Ela afirma ainda que a procura por blindagem vai além de números registrados pela Segurança Pública, mas tem ligação psicológica também, principalmente após a pandemia, onde a ansiedade e o medo aumentaram. “As pessoas têm medo de perderem alguma coisa, de serem assaltadas, de não terem como agir. Esse sentimento de insegurança está até mais relacionado ao psicológico, o que tem refletido na busca maior por blindagem”. Esse recurso de segurança começa a ser associado a qualidade de vida, explica Andreia. “É um investimento como se você fosse fazer uma viagem: ele vai te trazer uma sensação de estar dentro de um ambiente seguro, e isso faz com que a pessoa se sinta melhor”.

Andreia Canassa traz exemplos de São Paulo, estado que é assolado pelos altos índices de criminalidade | Foto: Acervo Pessoal

O investimento realizado para blindar um carro é um valor considerável. Um modelo Sedan, por exemplo, pode exigir entre R$ 80 mil e R$ 120 mil para ficar à prova de tiros. A presidente afirma que a quantidade de tipos de carros que podem ser blindados tem aumentado diante do avanço tecnológico da blindagem que tem permitido a execução do serviço em carros menores.

Uma nova lógica para a segurança privada

A trajetória dos indicadores mostra que a melhora da segurança pública não significa o encolhimento dos mercados privados ligados à proteção. Ao contrário, a redução da criminalidade cria um ambiente em que empresas passam a buscar novas formas de atuação, seja por meio da tecnologia, da integração com o poder público ou da oferta de serviços mais especializados.

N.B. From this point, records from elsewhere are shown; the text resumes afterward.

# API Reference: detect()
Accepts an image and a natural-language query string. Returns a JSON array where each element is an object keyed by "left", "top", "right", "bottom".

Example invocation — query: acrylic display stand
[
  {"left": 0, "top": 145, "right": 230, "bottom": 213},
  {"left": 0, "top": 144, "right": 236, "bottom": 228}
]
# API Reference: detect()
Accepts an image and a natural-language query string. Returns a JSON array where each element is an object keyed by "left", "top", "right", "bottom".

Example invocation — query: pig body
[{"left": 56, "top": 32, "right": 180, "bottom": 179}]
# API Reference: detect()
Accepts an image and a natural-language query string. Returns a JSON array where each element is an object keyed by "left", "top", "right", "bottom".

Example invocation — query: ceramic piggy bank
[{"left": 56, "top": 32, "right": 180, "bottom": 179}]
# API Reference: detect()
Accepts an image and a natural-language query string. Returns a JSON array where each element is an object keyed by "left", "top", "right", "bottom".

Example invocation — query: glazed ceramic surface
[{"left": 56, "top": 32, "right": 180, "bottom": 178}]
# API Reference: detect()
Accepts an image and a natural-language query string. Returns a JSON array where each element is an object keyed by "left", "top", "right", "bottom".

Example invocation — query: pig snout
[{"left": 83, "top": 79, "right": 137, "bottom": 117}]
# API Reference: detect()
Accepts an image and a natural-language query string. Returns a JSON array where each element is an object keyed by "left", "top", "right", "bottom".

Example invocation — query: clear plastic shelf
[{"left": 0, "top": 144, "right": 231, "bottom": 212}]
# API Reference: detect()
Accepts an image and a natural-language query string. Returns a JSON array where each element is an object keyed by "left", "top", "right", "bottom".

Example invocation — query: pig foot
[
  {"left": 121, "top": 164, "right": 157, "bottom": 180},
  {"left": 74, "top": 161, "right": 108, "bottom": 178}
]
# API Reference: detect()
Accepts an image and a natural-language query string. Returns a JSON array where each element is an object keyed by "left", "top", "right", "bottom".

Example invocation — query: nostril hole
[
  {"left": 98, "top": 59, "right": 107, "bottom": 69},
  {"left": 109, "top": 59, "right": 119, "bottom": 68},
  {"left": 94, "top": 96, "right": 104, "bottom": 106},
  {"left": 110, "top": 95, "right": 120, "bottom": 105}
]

Nesse cenário, a segurança deixa de ser pensada apenas como resposta à criminalidade e passa a incorporar prevenção, monitoramento e gestão de riscos. Câmeras capazes de interpretar imagens, sistemas integrados e seguros com preços influenciados pela redução dos sinistros mostram como a melhora dos índices públicos também produz efeitos econômicos sobre um setor que, cada vez mais, atua em complementaridade com o Estado.

A chamada “mão invisível” do mercado, portanto, não substitui a atuação estatal na segurança pública, mas se adapta a ela. Em Goiás, a queda dos crimes patrimoniais abriu espaço para uma mudança no perfil da demanda privada, com empresas e consumidores incorporando novas tecnologias e formas de proteção enquanto o poder público amplia sua capacidade de monitoramento e prevenção.